まずBIG5(?)で性格を分析して、企業の求める人材も分析して、その分析に基づいて企業の求める人材であることをアピールせよって。言ってることは全うだと思うんですけど、あー、このままの私じゃだめなんか、と思って何かがぽっきり折れました。

 

恋愛においても「ありのままの私を愛して」っていうのは理想だけどやっちゃいけないのはわかってるんですよ。そりゃそのまま愛してもらえたら理想だけど、彼氏は家ですっぴん眼鏡で前髪全部上げてぼさぼさに束ねた私にはちょっと引くだろうし、整理されてないごった煮に本棚にもちょっと引くと思います。だから見せてないし、それでうまくやれている。

 

就活においてもそれが一緒ってだけですよね。

 

でも、全然業界分析してないけど、外資と日系の違いはあるにせよ、求めてる人材像って大体一緒なんじゃないんですか。自発的に行動出来て、リーダーシップがあって、ようは金を稼げる人材。自己PR例でも、アルバイト先のカフェの業績を20パーセント伸ばしたとか、文化祭での集客率がなんとか、結局は数字で(数字だとわかりやすいよね、そうだよね)、結局はお金で。

 

私がサークルでコツコツやってるボランティアは、お金が、数字が絡まないからボランティアなんだよ!!

 

ぐるぐるしてるけど、結局言いたかったのは、就活において求められているのは、企業にとって金を稼げる人材で、それは均一なもので、私はそれを自分に当てはめるのは苦しいってことです。

 

 

金を稼ぐということに関しては私よりも得意な人はたくさんいて、私は彼らのただの下位互換。そういう彼らは、普段飲み歩いていて、本なんか読まなくて、私が好きではない人種。それと一緒にならなくはいけないなんて!

 

文字にしてみると幼稚ですね。大人になりたくないってわめく大人みたい。

 

で、結局就活にやる気を失った私は、夏休み本ばかり読んでいました。そのうちの一冊がこれ。

 

科学する心

科学する心

 

 作家の池澤夏樹さんが書いた科学にまつわるエッセイです。
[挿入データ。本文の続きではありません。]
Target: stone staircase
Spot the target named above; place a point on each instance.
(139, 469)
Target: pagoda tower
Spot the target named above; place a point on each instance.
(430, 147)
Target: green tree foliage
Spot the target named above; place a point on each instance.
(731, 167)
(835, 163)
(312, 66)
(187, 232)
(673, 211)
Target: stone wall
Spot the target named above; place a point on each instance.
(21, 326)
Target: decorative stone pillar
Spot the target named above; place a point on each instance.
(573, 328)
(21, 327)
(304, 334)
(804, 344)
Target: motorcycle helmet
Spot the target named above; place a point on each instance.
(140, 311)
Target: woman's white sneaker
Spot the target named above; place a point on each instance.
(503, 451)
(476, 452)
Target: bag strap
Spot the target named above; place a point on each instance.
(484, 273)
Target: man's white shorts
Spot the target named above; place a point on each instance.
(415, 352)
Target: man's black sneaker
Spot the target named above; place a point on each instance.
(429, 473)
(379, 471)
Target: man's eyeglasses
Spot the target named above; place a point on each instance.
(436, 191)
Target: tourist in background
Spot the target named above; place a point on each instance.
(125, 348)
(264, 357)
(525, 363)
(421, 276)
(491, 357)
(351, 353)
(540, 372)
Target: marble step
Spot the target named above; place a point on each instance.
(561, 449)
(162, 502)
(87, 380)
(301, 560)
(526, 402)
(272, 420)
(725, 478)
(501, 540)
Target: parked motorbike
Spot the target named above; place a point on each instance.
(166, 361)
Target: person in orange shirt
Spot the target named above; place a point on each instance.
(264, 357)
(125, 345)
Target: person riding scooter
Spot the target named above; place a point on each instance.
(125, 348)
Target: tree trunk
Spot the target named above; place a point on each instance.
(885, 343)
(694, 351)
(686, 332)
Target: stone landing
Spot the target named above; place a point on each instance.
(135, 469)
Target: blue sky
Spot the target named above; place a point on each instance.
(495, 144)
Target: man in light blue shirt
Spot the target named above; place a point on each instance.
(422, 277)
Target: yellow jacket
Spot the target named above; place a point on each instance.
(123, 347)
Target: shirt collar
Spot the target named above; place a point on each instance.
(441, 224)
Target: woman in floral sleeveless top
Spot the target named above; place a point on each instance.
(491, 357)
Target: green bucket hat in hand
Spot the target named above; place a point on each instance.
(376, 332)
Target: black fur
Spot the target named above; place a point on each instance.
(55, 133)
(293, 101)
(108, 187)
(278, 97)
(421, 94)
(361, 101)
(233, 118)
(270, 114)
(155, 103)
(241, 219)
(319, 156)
私は池澤さんの作品を読んだことはありませんでしたが、気まぐれに開いたら面白くて、すぐ読み終わってしまいました。

 

エッセイ内容はウミウシから始まり、原子力、『サピエンス全史』、『昆虫記』、AIなど多岐に渡りますが、私が一番好きだなあと思ったのは進化論の話でした。

 

(人の進化の図を挙げて)ホモ・サピエンスに至る「進化」はそんな一直線の向上ではなかった。今の我々すなわちヒトの学名はHomo sapiens sapiens だが、ヒト亜族がチンパンジー亜族と別れた後でも、少なくとも十二種類のヒト属が生まれて、たった一つ(つまりあなたとぼく)を除いて消滅した。左から右へ一直線の進歩的な進化ではなかった。一本の木を下から上へ登るような分岐と末端、つまり絶滅。まだなんとかしばらくは未来があるのが我々、とはたして言い切れるか。

 これが「進化」ということである。

 

 (池澤夏樹『科学する心』、集英社インターナショナル、2019年、p.88)

 

つまり私たちはサルから必然的に優れているから進化して、現在も生き残っているわけではないのです。様々な条件が重なって、運よくまだ絶滅していないだけ。優れているものから順番に並べていけば、正しい道筋ができるわけでもない。

 

上手く読み取れている気はしないのですが、それでもバリバリの文系の私が科学に救われる思いがするなんて考えてもみませんでした。

 

金を稼ぐことができる人から、前ならえで一列に並べられたとて、もうあまり怖くありません。だってそんな一列は存在しないのだし、明日にはあなたは絶滅するかもしれないのだし。

 

そんなことを言ってる私の方が絶滅に近いのかもしれませんが。